La Corée du Nord a tiré jeudi une dizaine de missiles balistiques, a annoncé l’armée sud-coréenne quelques heures après que Donald Trump a affirmé qu’il rencontrerait le dirigeant nord-coréen Kim Jong-un cette année.
Ces nouveaux tirs de Pyongyang interviennent alors que Séoul et Washington ont écourté cette semaine leurs exercices militaires conjoints, à la demande du président des États-Unis.
Ces manœuvres annuelles irritent la Corée du Nord, qui détient l’arme nucléaire et est techniquement toujours en guerre avec le Sud.

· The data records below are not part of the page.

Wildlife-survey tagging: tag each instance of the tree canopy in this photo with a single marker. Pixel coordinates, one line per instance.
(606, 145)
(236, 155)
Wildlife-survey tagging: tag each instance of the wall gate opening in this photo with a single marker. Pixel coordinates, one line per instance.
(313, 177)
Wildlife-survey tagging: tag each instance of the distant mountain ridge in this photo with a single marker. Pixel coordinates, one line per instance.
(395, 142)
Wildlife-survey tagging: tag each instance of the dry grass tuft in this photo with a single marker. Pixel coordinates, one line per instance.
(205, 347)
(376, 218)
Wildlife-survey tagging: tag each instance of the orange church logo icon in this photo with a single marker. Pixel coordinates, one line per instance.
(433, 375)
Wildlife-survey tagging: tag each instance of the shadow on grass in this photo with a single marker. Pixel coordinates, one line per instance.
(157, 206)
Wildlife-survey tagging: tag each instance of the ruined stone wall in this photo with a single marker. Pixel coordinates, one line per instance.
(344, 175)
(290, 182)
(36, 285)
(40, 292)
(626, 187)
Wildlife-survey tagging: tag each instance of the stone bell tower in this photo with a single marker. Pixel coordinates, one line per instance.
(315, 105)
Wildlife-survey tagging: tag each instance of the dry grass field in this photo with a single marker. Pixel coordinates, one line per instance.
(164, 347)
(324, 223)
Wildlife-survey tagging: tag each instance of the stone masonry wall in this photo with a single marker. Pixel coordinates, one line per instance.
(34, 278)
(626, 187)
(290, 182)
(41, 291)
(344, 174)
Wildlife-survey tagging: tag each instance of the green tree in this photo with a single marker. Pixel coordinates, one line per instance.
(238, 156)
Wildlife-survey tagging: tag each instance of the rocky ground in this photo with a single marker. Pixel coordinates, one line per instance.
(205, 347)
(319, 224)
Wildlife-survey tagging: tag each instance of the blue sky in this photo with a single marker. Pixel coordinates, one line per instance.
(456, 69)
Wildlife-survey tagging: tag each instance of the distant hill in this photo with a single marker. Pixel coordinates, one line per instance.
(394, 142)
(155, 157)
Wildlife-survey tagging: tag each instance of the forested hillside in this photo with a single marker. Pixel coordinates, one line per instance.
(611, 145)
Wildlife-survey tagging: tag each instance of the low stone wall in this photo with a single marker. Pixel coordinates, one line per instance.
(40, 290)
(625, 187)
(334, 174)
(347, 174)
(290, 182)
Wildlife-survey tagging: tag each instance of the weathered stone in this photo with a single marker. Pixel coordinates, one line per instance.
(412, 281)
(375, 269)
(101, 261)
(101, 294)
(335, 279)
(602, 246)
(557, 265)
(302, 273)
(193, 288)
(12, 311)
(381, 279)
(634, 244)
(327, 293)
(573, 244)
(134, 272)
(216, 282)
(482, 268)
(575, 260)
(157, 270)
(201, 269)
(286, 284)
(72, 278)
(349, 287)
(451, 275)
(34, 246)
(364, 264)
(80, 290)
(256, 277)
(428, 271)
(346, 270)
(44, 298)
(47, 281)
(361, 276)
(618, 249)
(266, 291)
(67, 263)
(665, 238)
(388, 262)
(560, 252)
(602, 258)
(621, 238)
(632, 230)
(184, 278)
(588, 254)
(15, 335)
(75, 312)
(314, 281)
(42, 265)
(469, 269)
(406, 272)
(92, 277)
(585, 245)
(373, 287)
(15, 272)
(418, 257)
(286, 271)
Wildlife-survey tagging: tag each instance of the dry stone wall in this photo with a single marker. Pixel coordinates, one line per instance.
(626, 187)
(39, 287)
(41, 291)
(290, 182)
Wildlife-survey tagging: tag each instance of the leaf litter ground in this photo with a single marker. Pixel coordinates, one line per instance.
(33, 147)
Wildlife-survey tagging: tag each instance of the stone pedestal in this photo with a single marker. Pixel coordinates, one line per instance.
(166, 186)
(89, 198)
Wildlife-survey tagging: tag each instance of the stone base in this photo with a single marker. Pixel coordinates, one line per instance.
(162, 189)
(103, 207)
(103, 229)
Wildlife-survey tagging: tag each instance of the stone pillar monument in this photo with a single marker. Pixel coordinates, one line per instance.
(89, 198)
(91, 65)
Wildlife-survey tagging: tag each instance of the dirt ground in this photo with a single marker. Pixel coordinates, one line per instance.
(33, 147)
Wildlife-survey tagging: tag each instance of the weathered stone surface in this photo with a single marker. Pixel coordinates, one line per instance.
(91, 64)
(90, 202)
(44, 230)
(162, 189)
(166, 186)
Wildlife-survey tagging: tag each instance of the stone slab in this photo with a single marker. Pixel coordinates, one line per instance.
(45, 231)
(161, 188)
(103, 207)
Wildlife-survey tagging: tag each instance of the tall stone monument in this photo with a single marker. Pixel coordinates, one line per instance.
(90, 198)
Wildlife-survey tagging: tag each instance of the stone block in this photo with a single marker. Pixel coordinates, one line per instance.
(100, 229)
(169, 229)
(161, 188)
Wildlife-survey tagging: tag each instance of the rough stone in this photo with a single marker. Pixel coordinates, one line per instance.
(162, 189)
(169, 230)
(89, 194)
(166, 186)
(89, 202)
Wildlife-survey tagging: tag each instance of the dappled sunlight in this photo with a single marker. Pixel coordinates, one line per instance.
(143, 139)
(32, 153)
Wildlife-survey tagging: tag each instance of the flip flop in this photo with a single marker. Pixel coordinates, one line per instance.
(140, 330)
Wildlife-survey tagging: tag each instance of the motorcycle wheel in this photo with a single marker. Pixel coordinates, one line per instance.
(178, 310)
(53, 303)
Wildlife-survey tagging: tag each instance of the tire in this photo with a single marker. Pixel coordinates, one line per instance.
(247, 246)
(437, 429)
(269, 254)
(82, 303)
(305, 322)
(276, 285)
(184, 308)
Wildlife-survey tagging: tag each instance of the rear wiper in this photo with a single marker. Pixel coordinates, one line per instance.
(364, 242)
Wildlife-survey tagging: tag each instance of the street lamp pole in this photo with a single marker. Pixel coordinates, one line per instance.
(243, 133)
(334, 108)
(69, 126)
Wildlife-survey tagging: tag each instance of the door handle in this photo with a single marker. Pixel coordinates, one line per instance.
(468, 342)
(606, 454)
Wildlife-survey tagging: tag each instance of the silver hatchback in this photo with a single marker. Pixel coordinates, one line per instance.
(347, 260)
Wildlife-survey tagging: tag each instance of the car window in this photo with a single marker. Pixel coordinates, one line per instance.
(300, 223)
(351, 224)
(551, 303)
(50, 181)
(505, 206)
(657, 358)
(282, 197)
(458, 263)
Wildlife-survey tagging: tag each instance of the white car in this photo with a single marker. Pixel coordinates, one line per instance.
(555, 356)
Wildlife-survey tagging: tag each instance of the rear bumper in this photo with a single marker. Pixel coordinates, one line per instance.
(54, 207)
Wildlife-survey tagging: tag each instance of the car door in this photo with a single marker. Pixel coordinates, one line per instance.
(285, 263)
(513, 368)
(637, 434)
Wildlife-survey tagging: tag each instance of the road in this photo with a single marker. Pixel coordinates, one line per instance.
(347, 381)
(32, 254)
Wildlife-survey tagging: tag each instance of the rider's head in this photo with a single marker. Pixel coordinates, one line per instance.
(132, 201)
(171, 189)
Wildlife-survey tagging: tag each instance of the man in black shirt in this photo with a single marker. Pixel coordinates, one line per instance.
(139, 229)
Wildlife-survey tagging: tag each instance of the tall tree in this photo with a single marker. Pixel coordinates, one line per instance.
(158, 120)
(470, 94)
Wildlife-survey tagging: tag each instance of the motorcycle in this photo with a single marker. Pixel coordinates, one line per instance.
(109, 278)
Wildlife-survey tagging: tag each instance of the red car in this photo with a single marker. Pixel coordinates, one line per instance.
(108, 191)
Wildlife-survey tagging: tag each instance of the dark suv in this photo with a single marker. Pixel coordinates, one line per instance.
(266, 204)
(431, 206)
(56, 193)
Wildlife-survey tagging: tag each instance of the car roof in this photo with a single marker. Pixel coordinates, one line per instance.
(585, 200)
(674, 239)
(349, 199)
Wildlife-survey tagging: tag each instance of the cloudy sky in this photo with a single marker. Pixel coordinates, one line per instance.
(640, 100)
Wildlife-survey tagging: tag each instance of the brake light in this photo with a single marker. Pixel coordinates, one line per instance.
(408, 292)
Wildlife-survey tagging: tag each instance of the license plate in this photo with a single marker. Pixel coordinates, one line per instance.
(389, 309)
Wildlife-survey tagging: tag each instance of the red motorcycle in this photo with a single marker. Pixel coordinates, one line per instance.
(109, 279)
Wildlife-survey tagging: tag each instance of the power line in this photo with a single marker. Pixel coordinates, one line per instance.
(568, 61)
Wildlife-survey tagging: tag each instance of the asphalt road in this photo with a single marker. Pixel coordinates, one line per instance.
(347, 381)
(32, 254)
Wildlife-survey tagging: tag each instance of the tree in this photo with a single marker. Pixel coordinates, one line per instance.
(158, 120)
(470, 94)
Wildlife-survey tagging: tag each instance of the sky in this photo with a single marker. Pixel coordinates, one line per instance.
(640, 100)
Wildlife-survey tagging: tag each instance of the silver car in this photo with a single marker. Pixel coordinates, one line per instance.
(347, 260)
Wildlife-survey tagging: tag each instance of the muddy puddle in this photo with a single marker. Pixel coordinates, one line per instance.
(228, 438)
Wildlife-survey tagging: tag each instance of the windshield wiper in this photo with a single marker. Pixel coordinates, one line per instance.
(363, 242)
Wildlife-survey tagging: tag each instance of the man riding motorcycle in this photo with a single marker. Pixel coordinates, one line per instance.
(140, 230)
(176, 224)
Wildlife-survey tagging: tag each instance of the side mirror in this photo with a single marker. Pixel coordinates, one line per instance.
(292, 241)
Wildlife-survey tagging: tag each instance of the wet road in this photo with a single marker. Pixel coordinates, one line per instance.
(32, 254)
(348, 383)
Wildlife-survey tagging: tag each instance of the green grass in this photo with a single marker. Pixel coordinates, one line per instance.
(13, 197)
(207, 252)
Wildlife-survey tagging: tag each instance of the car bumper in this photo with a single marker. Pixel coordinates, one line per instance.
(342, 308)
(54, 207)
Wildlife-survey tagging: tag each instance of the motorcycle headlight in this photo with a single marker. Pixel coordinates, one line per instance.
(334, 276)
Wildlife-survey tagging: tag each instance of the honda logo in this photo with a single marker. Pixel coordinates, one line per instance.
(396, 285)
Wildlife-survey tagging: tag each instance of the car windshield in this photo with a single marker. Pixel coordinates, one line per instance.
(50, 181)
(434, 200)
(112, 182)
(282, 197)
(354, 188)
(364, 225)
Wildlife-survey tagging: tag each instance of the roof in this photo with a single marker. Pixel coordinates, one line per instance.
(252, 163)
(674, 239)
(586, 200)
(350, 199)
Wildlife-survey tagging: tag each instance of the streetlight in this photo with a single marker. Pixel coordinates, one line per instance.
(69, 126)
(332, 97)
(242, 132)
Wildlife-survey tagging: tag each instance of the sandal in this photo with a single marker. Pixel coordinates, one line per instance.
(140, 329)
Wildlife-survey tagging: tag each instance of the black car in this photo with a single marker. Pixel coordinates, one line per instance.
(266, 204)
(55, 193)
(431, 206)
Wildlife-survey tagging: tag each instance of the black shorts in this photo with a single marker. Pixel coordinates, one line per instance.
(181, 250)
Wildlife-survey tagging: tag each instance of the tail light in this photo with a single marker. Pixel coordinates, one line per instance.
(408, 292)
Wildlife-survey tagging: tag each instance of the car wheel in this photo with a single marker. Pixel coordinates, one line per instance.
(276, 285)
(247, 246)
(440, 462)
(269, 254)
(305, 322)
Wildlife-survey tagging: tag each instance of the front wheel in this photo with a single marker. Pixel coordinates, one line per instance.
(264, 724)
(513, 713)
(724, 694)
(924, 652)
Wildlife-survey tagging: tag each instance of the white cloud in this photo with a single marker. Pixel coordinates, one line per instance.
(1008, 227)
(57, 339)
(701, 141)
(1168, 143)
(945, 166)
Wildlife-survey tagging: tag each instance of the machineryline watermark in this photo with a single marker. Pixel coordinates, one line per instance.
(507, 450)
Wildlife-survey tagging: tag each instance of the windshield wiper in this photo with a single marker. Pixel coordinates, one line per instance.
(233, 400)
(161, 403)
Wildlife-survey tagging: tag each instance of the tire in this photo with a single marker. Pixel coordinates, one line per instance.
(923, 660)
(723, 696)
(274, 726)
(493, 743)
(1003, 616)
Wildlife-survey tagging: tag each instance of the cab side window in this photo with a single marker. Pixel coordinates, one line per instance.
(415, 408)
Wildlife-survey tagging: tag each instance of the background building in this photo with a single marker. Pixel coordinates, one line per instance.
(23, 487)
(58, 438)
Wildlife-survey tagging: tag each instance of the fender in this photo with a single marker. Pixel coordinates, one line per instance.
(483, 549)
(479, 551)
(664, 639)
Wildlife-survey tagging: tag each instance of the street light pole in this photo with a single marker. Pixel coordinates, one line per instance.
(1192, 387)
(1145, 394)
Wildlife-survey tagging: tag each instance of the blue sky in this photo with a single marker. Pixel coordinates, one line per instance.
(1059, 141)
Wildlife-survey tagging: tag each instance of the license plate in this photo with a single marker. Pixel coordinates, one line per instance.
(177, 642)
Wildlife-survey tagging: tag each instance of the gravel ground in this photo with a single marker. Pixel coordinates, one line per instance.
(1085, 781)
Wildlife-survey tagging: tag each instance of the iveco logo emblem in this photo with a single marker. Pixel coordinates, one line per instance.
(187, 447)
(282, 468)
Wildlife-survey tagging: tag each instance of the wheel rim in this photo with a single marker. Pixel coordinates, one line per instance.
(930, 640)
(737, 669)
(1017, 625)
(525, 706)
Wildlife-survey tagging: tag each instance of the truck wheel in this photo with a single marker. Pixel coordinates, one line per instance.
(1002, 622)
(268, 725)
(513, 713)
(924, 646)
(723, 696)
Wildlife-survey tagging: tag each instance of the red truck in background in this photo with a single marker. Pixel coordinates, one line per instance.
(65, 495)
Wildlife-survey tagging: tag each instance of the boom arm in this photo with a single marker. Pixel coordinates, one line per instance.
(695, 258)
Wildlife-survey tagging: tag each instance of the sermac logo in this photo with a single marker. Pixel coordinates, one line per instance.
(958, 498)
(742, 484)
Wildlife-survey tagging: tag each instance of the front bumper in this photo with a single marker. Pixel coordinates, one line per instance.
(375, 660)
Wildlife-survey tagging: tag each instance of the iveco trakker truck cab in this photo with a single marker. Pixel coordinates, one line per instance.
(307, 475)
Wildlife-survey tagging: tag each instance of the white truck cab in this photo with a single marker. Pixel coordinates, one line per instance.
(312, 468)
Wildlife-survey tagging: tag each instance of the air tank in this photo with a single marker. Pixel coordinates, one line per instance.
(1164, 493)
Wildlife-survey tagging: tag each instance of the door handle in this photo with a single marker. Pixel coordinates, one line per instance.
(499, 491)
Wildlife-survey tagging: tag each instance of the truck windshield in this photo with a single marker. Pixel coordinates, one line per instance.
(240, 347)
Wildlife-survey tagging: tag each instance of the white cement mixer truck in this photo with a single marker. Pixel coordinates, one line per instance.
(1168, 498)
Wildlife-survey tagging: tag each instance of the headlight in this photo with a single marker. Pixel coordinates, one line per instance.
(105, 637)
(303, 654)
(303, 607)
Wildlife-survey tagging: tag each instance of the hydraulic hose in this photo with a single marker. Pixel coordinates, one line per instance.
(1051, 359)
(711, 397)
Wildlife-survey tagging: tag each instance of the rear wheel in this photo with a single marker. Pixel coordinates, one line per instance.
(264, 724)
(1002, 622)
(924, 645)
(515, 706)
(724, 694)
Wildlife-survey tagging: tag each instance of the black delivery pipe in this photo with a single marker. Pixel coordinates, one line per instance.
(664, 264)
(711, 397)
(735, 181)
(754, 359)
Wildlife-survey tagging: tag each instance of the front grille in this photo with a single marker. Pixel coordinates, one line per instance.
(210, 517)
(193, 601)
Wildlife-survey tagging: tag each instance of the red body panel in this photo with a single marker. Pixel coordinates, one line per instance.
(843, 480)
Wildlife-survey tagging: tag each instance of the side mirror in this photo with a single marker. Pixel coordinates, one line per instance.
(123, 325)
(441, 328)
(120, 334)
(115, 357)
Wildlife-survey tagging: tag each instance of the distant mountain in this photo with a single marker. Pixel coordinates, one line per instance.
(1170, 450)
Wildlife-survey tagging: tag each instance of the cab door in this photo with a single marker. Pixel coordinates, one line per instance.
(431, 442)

Les deux parties de la péninsule n’ont pas signé de traité de paix à l’issue de leur conflit de 1950-1953.
Donald Trump, qui cherche à réactiver les relations nouées avec Kim Jong-un lors de son premier mandat, a déclaré mercredi aux journalistes à la Maison-Blanche qu’il prévoyait de rencontrer le dirigeant nord-coréen cette année.
Il a également souligné qu’il était important de «bien s’entendre» avec le dirigeant reclus, précisant que Pyongyang disposait désormais de 57 armes nucléaires «très puissantes», Séoul affirmant de son côté que Pyongyang détient de 80 à 120 armes nucléaires.
Quelques heures après les déclarations du président Trump, un responsable de l’état-major interarmées de Séoul a indiqué à l’AFP que le Nord avait tiré «environ 10 missiles balistiques de courte portée» depuis la région de Pyongyang.
Le Japon avait rapporté plus tôt qu’un «missile balistique lancé par la Corée du Nord il y a peu de temps était retombé», dans un message publié sur le réseau social X par les services du premier ministre.
Alarme chez les alliés
L’attention soudaine portée par Donald Trump à Kim Jong-un et la réduction des exercices militaires conjoints entre les États-Unis et la Corée du Sud ont sonné l’alarme chez les alliés asiatiques de Washington.
Des observateurs y voient une manière pour le président américain de rechercher un succès en politique étrangère au moment où la guerre en Iran s’enlise.
La durée de ces manœuvres a été réduite de six jours, le Pentagone assurant toutefois préserver les «objectifs» militaires américains.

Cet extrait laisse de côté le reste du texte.